CHARLOTTE, NC (AP/WBTV) - Hundreds reflected on Wednesday honoring the Rev. Martin Luther King Jr., the "apostle of nonviolence" silenced by an assassin 50 years ago.
King had envisioned the Poor People's Campaign in Washington as a way to speak out against economic injustice, as he shifted his focus from civil rights to human rights. But before he could finish those plans, he came to Memphis in 1968 to support a strike by black sanitation workers who were tired of dealing with low pay and dangerous working conditions.
King led a march in Memphis that turned violent on March 28, and he went back home to Atlanta. Seeking to prove that non-violent protests still worked, King vowed to lead a peaceful march and returned to Memphis days later.
The civil rights leader was standing on the balcony of the old Lorraine Motel when he was shot on April 4, 1968. He died at a hospital at age 39.
Seeds for Dr. King's 'Dream' Speech Sown in Charlotte
An uptown statue, a center city street, and a north Charlotte grade school all validate the legacy of Martin Luther King Jr., whose life we honor on this day.
Before hitting the global stage, King first spent time on North Carolina's historically black colleges - including Greensboro's Bennett College in 1958, and Charlotte's Johnson C. Smith University.
One particular trip to the Queen City offered insight into a moment that would define King's importance in American history.
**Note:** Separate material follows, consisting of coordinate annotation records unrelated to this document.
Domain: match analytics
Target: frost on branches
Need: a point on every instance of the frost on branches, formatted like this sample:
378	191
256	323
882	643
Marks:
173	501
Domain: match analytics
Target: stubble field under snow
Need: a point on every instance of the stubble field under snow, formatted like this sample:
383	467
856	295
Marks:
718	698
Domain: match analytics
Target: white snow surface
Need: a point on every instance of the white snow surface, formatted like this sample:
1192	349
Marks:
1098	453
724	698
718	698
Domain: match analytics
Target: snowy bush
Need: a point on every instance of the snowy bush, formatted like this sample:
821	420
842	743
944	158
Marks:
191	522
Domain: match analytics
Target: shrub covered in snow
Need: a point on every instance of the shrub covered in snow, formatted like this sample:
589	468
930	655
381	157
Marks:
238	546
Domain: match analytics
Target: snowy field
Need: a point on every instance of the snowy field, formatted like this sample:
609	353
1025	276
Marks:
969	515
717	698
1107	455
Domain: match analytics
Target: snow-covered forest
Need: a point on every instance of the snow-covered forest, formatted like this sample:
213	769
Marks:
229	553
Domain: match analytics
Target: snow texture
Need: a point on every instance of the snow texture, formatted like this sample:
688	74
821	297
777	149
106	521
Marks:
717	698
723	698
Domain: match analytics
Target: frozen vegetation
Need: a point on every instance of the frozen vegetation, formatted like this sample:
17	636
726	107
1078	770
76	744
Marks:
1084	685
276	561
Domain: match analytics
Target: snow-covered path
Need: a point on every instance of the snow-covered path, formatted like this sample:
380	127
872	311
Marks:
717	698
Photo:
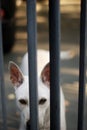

King visited in 1960 to what was then called The Park Center.
Kelly Alexander Jr. was among the 2,700 people who went to see King. "When you get somebody in town like Dr.King, the place is packed and jammed."
It was an opportunity for the people who were the future to actually see one of the generals of the movement in person up close and personal.
The visit came weeks after Charlotte integrated its restaurants following months of tense lunch counter sit-ins.
Activist Charles Jones who led the local student effort rubbed elbows with him at the Park Center and would be arrested with King months later in Albany, Georgia.
The word "dream" electrified the March on Washington, but an early version and vision of that speech were unleashed here in Charlotte.
Historian Tom Hanchett marvels at the fact King used the term dream in his text 14 times during his well-publicized visit to Charlotte.
The words were delivered in our city three years before such a profound gathering caused America to look itself.
The words were delivered Charlotte three years before such a profound gathering caused America to look at itself in a different way.
"He kept trying to find a way to say it that would catch people's imagination," Hanchett said, "and finally in Washington - on the March on Washington, 1963 - he had it. But he was searching for it right in Charlotte."
Dr. King Canceled a Visit to Charlotte Scheduled the Same Day as his Assassination
UNC Charlotte Atkins Library, home to signed letters by Martin Luther King Jr. to Kelly Alexander Sr. of the North Carolina NAACP, holds one very telling document to local civil rights activist Reginald Hawkins from King in the last days of his life.
He canceled a Charlotte visit scheduled for April 4, 1968 after deciding to stay in Memphis, Tennessee to help local sanitation workers.
"It's incredible to have materials created by Dr. King. Things that were in his possession. Things that he wrote his signature on," said Dawn Schmitz the associate dean for special collections and university archives.
A Journalist Reflects on Covering the MLK Assassination
Alex Coffin, a reporter for the Atlanta Constitution who covered the events around King's death and his legacy reflects on the assassination of the civil rights leader.
"50 years later, I'm delighted that I'm not having a hard time choking up," Coffin said.
Coffin still has his funeral program and ticket from the 1968 service.
"You're just not a reporter. In fact my heart is beating faster right now from just remembering that day," Coffin added.
Among the mourners was former YMCA Executive George Shinhoster who was assigned crowd control duties in his role with the Southern Christian Leadership Conference
"We all were feeling that same sadness and that same sense of emptiness, if you will," Shinhoster said.
Alex Coffin agrees but raises a relevant concern that there is so much more to be done.